柿農家・早瀬武侍さんのお宅で、稲の苗箱作りを体験させてもらいました。種もみは、連柿を吊る長いワラをとるためのもち米「長もち」と普通のもち米、うるち米「美濃錦」の3種類です。左が長もちです
手動のハンドルで操作する「ばらまき機」のレールに、土を敷いた苗箱を送り込んで、種もみを敷き、その上に土をかぶせてサンドイッチ状に。ハンドルを回すコツがつかめず、種もみが一か所に偏ったり、苗箱を落として種もみと土をばらまいてしまう失敗もありましたが、明るい庭に、ゆったりとした心地よい時間が流れました。
お茶の時間には、早瀬さん自家製の「巻き柿」をいただきました。
見た目はどこか霜降り肉に似ています。干し柿と挟まれた柚子の皮が調和して香ばしく、美味しさに嘆声が上がりました。
晩秋になると、早瀬家の軒先にも、連柿がすだれ状に吊るされ、多くのカメラマンが訪れるそうです。早瀬さんによると、伊自良大実はタンニンが多く、干し柿にしたときに甘みが増すということです。「正月前に、はいちゃう(売り切れちゃう)」と早瀬さん。
柿むき用のカンナも見せてもらいました。
苗箱を田んぼに並べ、蒸らすために新聞紙をかぶせ、その上から穴の開いたビニールシートをかぶせました。
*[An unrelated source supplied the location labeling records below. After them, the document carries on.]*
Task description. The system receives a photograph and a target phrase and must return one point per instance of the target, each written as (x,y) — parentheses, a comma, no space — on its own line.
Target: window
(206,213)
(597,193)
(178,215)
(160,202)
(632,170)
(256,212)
田んぼに足をとられながら中腰で行う作業に汗が吹き出しましたが、早瀬さんは涼しい顔です。
農道で車座になって青空座談会。
案内してくださった山田哲也さんは、アカデミー卒業生。Uターンしてきた横山太一さんらと山県の人、山の人を意味する「やーまん」を結成。UIターンの若者や地元の若者と、地域の「師匠」、子供たちが、薪割りや伝統芸能、農林業の活動を通じて、交流しながら地域の生活文化を受け継ぐ場を広げています。「里山で生きる姿を見てほしい。楽しいところに人は集まる」と話す横山さんのお話が印象的でした。この春、地域おこし協力隊員として横浜から来た金子悟さんは、衰退してしまった伊自良の「柿渋」作りに取り組みたいとのこと。素敵な冊子「やまがた旅図鑑」もいただきました。
遅いお昼は、山県市北山地区に移動し、農家レストラン「舟伏の里へ おんせぇよぉ~」で。
廃校となった北山小学校の校舎に昨年オープン。地元のおばあちゃんたちが田舎料理をふるまってくれます。きょうの一番人気は、舟伏の里特製ランチ。
ハナイカダ、ユキノシタなど4種の天ぷら付き。厨房は、おばあちゃんたちと女子高校生のボランティアが切り盛りし、店内には懐かしい童謡が流れています。
お盆には、石垣が歴史を物語る山あいの道を「雨乞い太鼓」の行列が練り歩くそうです。ぜひ、再訪したいと思いました。